The following is written with the intention to benefit one specific person. Still, anyone else is welcome to follow along.
(1) Establish, and persist with, courage humility and reverence, as alternatives to the following habits, each of which impedes the communication within one or more kinds of relationships:
(2) Consciously reject the cowardly vanity of pretended perfection.
(A) There are two kinds of people in the world: (1) Self-destructive liars; (2) Those willing to admit — calmly and cathartically — that they, and all others, often “fall short.”
(B) The chains of chasing flawlessness are a heavy vice — and only one person in the world can convince you to stop carrying around that dead weight.

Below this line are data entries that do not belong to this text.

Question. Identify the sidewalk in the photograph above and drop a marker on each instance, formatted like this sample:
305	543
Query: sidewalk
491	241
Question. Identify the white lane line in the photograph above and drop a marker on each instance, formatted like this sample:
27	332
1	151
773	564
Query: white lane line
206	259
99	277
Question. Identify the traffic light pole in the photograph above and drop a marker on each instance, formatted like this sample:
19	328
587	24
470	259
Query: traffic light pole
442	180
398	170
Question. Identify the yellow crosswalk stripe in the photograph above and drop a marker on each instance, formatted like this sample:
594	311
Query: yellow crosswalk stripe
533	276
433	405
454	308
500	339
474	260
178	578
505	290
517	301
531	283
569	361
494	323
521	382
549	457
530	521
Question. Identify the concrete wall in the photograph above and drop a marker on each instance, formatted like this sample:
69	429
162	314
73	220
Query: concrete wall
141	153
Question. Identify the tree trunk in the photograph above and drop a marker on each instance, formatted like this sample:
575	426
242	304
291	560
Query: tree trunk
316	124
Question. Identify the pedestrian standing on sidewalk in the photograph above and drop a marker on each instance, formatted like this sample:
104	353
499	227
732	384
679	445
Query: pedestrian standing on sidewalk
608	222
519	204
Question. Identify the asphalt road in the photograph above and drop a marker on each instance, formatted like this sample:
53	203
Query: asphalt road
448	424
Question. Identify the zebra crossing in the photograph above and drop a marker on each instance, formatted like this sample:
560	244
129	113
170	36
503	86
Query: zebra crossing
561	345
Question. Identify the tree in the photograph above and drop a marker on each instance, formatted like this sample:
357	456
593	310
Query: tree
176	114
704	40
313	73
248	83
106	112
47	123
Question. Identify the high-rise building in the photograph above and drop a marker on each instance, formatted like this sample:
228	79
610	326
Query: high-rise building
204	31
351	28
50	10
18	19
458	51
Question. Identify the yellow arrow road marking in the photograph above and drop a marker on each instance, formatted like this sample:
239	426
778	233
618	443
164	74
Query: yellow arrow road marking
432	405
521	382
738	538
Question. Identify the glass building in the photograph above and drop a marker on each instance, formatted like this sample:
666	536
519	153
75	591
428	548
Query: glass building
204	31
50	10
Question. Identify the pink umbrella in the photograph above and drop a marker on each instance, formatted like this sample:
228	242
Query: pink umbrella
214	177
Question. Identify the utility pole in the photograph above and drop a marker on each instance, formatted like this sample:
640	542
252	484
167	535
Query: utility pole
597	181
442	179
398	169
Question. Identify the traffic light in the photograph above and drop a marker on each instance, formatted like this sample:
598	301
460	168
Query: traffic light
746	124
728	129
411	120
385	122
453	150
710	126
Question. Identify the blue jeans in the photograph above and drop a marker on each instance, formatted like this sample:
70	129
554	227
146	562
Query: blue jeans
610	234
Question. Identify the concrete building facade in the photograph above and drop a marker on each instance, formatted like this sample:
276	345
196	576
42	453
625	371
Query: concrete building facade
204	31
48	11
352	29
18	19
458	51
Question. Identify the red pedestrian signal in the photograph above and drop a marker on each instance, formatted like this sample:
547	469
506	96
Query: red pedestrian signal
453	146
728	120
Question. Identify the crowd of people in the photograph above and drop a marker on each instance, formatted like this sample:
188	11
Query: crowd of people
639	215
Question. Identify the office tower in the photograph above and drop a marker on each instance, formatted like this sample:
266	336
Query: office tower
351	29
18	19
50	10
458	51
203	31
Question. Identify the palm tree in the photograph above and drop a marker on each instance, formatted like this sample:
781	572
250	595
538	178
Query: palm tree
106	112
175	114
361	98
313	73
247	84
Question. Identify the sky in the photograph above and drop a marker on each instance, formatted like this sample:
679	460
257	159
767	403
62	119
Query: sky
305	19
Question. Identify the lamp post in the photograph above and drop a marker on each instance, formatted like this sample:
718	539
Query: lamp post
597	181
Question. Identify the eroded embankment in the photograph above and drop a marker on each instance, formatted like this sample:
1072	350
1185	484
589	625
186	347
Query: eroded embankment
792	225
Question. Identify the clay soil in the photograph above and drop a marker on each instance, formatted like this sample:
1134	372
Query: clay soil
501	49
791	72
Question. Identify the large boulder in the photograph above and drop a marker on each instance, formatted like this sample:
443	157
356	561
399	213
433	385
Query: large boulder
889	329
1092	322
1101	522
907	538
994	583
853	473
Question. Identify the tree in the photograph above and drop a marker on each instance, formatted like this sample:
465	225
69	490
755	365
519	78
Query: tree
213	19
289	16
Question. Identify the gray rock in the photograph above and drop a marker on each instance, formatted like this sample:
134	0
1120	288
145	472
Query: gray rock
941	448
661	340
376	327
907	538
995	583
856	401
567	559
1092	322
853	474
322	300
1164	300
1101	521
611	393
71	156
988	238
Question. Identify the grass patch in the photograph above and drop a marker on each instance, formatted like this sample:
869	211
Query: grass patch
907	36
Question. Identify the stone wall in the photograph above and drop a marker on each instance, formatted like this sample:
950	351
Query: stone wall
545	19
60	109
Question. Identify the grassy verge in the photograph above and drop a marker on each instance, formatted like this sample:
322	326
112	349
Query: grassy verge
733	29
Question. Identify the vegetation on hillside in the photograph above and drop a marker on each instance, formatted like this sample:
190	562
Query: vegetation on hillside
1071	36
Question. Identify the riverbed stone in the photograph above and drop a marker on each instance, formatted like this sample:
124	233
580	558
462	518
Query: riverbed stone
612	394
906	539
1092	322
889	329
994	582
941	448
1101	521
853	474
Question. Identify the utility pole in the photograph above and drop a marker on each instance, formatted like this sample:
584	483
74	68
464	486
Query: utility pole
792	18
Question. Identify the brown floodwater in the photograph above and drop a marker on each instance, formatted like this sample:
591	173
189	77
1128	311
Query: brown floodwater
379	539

(3) Visit a variety of churches.
(A) Addiction to a belief that your unique knowledge sets you apart from, and above, others — is the worst possible consequence of religiosity.
(B) Atheism and anti-theism tempt at least as much as theism towards such an addiction.
(C) You have not lived long enough to reject, on any grounds but your own meager vanity, every theist as simply foolish.
(D) Someday — soon, in the scheme of things — you will die; and regardless how much time passes from now until then: by the time of your death, you still will not have lived long enough to warrant such rejection on any other grounds.
(4) Forgive your parents.
(A) It is simple and, like many simple things, not at all easy. Regardless, the only alternative is to continue, from this moment of stubbornness until your death, to chew your festering wounds — which exist now not as purposeful reactions to your parents’ real or imagined shortcomings, but rather enduring only as figments, and only by your own self-indulgence, born of self-destructive pride and wrath.
(5) Apologize to your body, every day — at least until you clearly understand what you’re apologizing for.
(6) Thank your body, every day: until you understand why to do so — and then long after.